New Privacy Requirements Imposed on Providers by Reproductive Healthcare Rule

The HIPAA Privacy Rule just got a significant upgrade, especially when it comes to safeguarding reproductive health information. Now, anyone handling this sensitive data needs to get up to speed with the latest changes. These include stricter rules on how PHI can be used and shared, a new requirement for official statements, and updates to privacy notices. If you're part of a covered entity or a business associate, you'll need to overhaul your policies and procedures to stay compliant. It might also be an excellent time to review and possibly update your current agreements with business associates.

Starting December 2024, the HIPAA Privacy Rule Final Rule will strictly ban the use or sharing of protected health information (PHI) if it's requested to investigate or penalise anyone for merely seeking, obtaining, providing, or facilitating lawful reproductive health care. This includes identifying individuals involved in such activities, whether it's for civil, criminal, or administrative reasons. Reproductive health care Privacy spans all related treatments, including medications and devices. The new rule becomes effective on June 25, 2024, but entities must fully comply by December 23, 2024. An extended deadline for privacy notice compliance is set for February 16, 2026.

 

HIPAA Privacy Rule to Strengthen Reproductive Health Care Privacy

On April 26, 2024, the U.S. Department of Health and Human Services (HHS) published a final rule in the Federal Register aimed at enhancing privacy in reproductive health care. This rule is designed to reinforce the confidentiality between patients and their healthcare providers or plans, fostering trust and open communication.

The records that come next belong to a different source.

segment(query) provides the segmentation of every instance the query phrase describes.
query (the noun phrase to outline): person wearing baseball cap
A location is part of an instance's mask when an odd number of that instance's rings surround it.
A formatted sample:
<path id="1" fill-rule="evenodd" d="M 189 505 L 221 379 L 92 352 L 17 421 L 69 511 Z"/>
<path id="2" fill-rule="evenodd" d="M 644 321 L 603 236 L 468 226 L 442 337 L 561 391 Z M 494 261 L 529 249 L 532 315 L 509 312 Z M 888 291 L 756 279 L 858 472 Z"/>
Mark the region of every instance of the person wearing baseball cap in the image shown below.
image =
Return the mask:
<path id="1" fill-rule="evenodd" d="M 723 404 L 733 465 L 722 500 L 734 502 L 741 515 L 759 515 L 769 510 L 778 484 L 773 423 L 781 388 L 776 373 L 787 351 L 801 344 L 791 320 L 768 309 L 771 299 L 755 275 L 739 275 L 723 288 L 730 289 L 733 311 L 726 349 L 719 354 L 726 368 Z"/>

The changes are deemed urgent following the Supreme Court's decision in Dobbs v. Jackson Women’s Health Organization, which significantly altered the legal and healthcare landscape with broad implications for reproductive health care. HHS voiced concerns that the risk of PHI disclosure for investigations or liabilities might prevent individuals from seeking lawful healthcare and discourage providers from offering such care, thus hindering overall healthcare access and quality. They concluded that the evolving environment necessitates these extra privacy measures to maintain the balance between individual and societal interests.

 

The final rule has three key components:

• A ban on specific uses and disclosures of PHI.
• A requirement for official statements (attestations).
• Mandatory updates to privacy practices.
• These new requirements apply directly to covered entities and business associates, necessitating updates to existing policies and possibly revising current business associate agreements.

 

Purpose-Based Ban on PHI Use and Disclosure

The PHI request aims to investigate or hold someone accountable simply for seeking, obtaining, providing, or facilitating lawful reproductive health care, or to identify someone involved in such activities—whether it's for civil, criminal, or administrative purposes. If a patient gets a lawful abortion in another state and returns to a state where it’s illegal, the new rules apply to the PHI held by both the out-of-state provider and the patient’s local providers.

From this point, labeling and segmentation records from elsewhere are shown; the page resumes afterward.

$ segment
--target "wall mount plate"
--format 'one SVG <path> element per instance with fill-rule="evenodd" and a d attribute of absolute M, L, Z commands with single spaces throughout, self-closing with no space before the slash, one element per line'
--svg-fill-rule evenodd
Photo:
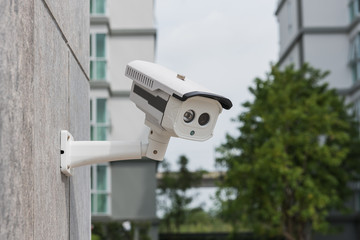
<path fill-rule="evenodd" d="M 73 175 L 73 169 L 70 167 L 70 144 L 74 141 L 74 137 L 66 130 L 61 131 L 61 160 L 60 160 L 60 169 L 63 174 L 66 176 Z"/>

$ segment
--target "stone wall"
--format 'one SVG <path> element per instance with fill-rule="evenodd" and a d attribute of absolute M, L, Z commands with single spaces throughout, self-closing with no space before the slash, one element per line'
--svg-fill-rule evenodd
<path fill-rule="evenodd" d="M 0 239 L 90 239 L 90 171 L 60 172 L 60 130 L 89 139 L 89 1 L 0 0 Z"/>

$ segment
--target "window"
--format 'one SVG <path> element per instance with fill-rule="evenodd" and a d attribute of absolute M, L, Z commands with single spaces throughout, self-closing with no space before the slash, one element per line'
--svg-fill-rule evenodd
<path fill-rule="evenodd" d="M 106 140 L 109 128 L 107 99 L 90 99 L 91 140 Z M 91 166 L 91 213 L 94 215 L 110 214 L 110 167 L 109 164 Z"/>
<path fill-rule="evenodd" d="M 93 141 L 105 141 L 110 127 L 107 114 L 107 99 L 90 99 L 90 137 Z"/>
<path fill-rule="evenodd" d="M 90 79 L 106 80 L 106 34 L 90 34 Z"/>
<path fill-rule="evenodd" d="M 352 0 L 349 2 L 349 16 L 350 22 L 360 14 L 360 0 Z"/>
<path fill-rule="evenodd" d="M 105 0 L 90 0 L 90 14 L 91 15 L 105 15 L 106 9 Z"/>
<path fill-rule="evenodd" d="M 353 82 L 360 78 L 360 35 L 358 34 L 350 43 L 350 68 Z"/>
<path fill-rule="evenodd" d="M 91 213 L 110 214 L 110 168 L 108 164 L 92 165 L 91 172 Z"/>
<path fill-rule="evenodd" d="M 287 17 L 288 17 L 288 33 L 292 34 L 292 28 L 293 28 L 293 23 L 292 23 L 292 6 L 291 6 L 291 1 L 287 2 Z"/>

The entity or associate handling the PHI reasonably believes reproductive health care is legal under the circumstances.

The legality of the care can be assumed if:

• It complied with state law where it was provided.
• It was protected, required, or authorised by federal law, regardless of state law.
• If another party provided reproductive health care, the handling entity can presume it was lawful unless they have actual knowledge or substantial evidence that it wasn’t. This means entities don't need to dig into the legality of care provided by others—they're not expected to research, analyse PHI, consult lawyers, or assess legality in these cases. If the presumption holds, the Privacy Rule allows (but doesn’t require) PHI disclosure.

Attestation Requirement

Before responding to PHI requests related to reproductive health care, entities must get a signed attestation from the requester affirming the PHI isn't for a prohibited purpose. This applies to PHI requests for health oversight, judicial/admin proceedings, law enforcement, and medical examiner purposes not for requests from other covered entities or associates.

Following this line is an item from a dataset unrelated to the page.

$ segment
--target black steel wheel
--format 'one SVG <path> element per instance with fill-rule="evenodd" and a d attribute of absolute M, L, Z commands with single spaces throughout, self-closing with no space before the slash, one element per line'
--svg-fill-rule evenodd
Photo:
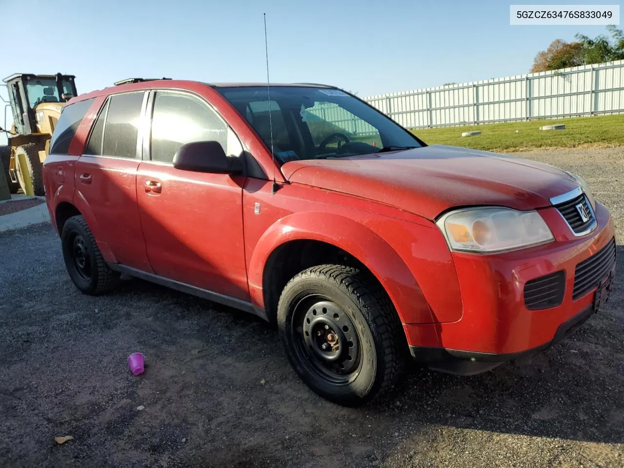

Given the difficulty in determining if a PHI request is for a permitted or prohibited purpose, the attestation must meet specific criteria and include essential statements. If any required elements are missing or additional elements are included, the attestation is invalid. Failure to secure a valid attestation where needed can result in civil penalties.

 

Privacy Notice Updates

Healthcare providers must update their privacy notices to highlight reproductive healthcare privacy protections, including examples of prohibited uses/disclosures, detailed enough for individuals to understand. HHS also mandates privacy notice updates related to 42 CFR Part 2 (covering substance use disorder records confidentiality). The extended compliance timeline for these updates reflects the time needed for entities to make necessary revisions. The Office for Civil Rights (OCR) regularly investigates improper PHI disclosures. Remember, state laws on reproductive health care privacy  must comply with HIPAA’s preemption provisions.